Each programming language imparts a particular programming style or design philosophy on its programmers. With the multitude of programming languages available today, a number of such design philosophies have emerged. These design philosophies, called programming paradigms, help us to think about problems and formulate solutions. In this issue, we begin the first part of a two-part series on the object-oriented paradigm and how C++ supports the paradigm. Before embarking on our journey into the object-oriented paradigm, we first take a look at how programming paradigms have shaped software design.

The Class: Data Encapsulation, Data Hiding, and Objects

Like a C structure, a C++ class is a data type. An object is simply an instantiation of a class. C++ classes have additional capabilities as the following example should show:

Vector v1(1,2),
Vector v2(2,3),
Vector vr;
vr = v1 + v2;

Vector is a class. v1, v2, and vr are objects of class Vector. v1 and v2 are given initial values through their constructor. vr is also initialized through its constructor to certain default values. The example illustrates a major power of C++. Namely, we can define functions on a class as well as data members. Here, we have an overloaded addition operator which makes our expression involving Vectors seem much more natural than the equivalent C code:

Vector v1, v2, vr;
add_vector( &vr , &v1, &v2 );

The ability to define these member functions allows us to have a constructor for Vector, code that creates an object of class Vector. The constructor ensures proper initialization of our Vectors.

Though not illustrated in the above example, a class can limit the use of its data members and member functions by non-member code. This is encapsulation. If class K defines member M as private, then only members of class K can use M. Defining M as public means any other class or function can use M.

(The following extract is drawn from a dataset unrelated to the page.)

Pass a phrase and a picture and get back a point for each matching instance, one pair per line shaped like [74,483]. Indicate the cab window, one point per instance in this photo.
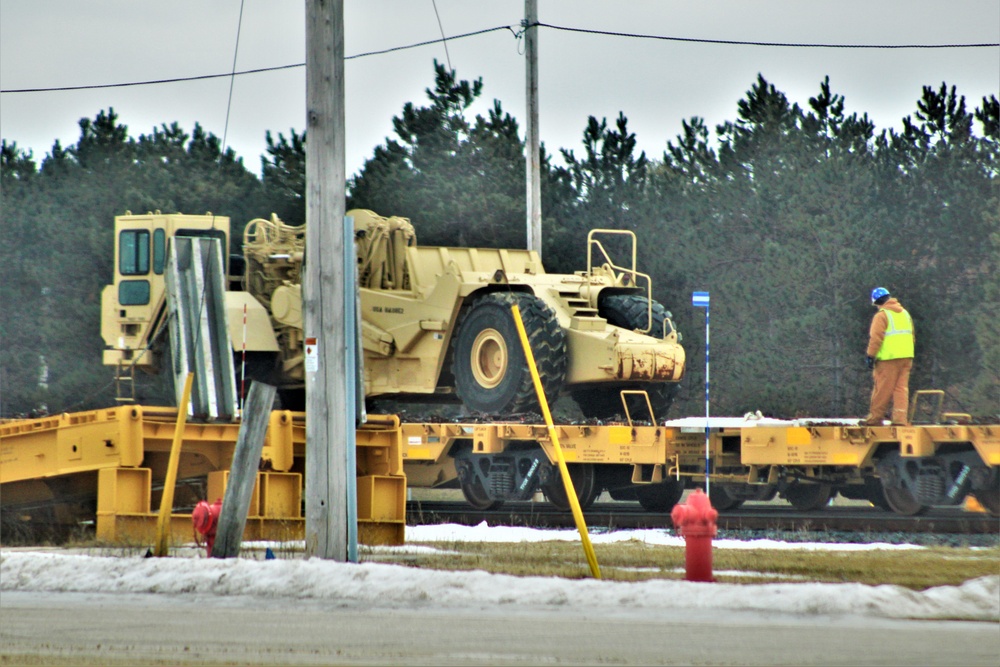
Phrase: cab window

Let's take a look at a trivial implementation of Vector that will show is a little about constructors, operators, and references.

#include 
class Vector
{
public:
       Vector(double new_x=0.0,double new_y=0.0)       {
               if ((new_x<100.0) && (new_y<100.0))
               {      
                       x=new_x;
                       y=new_y;
               }
               else
               {
                       x=0;
                       y=0;
               }
       }
       Vector operator +
               ( const Vector & v)
       {
               return
               (Vector (x + v.x, y + v.y));
       }
       void PrintOn (ostream& os)
       {
               os << "["
                       << x
                       << ", "
                       << y
                       << "]";
       }

private:
       double x, y;
};

int main()
{
       Vector v1, v2, v3(0.0,0.0);
       v1=Vector(1.1,2.2);
       v2=Vector(1.1,2.2);
       v3=v1+v2;
       cout << "v1 is ";
       v1.PrintOn (cout);
       cout << endl;
       cout << "v2 is ";
       v2.PrintOn (cout);
       cout << endl;
       cout << "v3 is ";
       v3.PrintOn (cout);
       cout << endl;
}

Encapsulation of x and y means that they cannot be altered without the help of specific member functions. Any member function or data member of Vector can use x and y freely. For everyone else, the member functions provide a strict interface. They ensure a particular behavior in our objects. In the example above, no Vector can be created that has an x or y component that exceeds 100. If at some point code tries to do this, then the constructor performs bounds-checking and sets x and y both to zero. In a normal C structure we can simply do the following:

Vector v1;
InitVector( & v1, 99 , 99 );
v1.x = 1000;

InitVector() closely approximates a C++ constructor. Assume it tries to behave like the constructor Vector() in example three. This C code demonstrates how without encapsulation we can easily violate the rules set up in our pseudo-constructor. With class Vector, both x and y are private. As a result, they can only be accessed by member functions. If our goal is to prevent x and y from exceeding 100, we simply have all accessor functions perform bounds-checking. In fact, once created and outside of the addition operation there's no way to modify x or y. They are private and no member function, outside of the constructor, sets their values. Notice how the constructor Vector() limits our Vector component values. By returning a new object, the addition operator uses the constructor to check for overflow.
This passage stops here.